Jeb Could Appoint Electors for Shrub

DECEMBER 8—Florida governor Jeb Bush may yet trump the state supreme court, which today backed Al Gore's request for a manual recount of so-called undervotes. Under the federal Electoral Count Act of 1887, the governor of a state has final say over the slate of electors.

On November 26, Jeb Bush signed the certificate naming a roster of 25 electors pledged to support his brother George W.

The certification is on file at the National Archives, along with certifications from the other states. If the Florida legislature decides to name its own slate of George W. Bush electors, that would only add emphasis to Jeb Bush's earlier action, but wouldn't settle the question of how Florida's vote should be decided.

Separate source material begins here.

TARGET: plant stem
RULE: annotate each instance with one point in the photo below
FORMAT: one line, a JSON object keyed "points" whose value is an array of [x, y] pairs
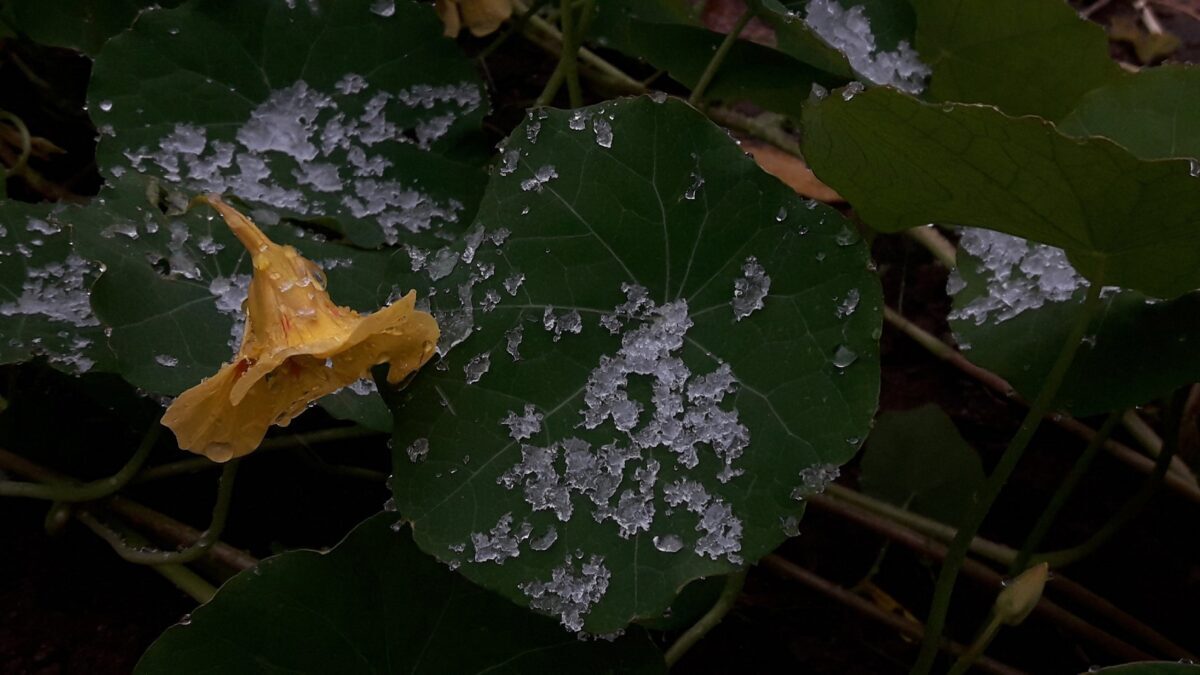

The continued standoff between the judicial, legislative, and administrative branches threatens to tumble into Congress, where both the House and the Senate would have to decide which of two slates of electors is valid. If the chambers vote along current party lines, the House would pick the slate supporting Shrub; in the Senate, the tie-breaking vote would be cast by Gore himself and result in a decision for a Democratic slate.

If the chambers do in fact disagree, then the Electoral Count Act specifies that the electors chosen by the governor—Jeb Bush—shall be accpetd.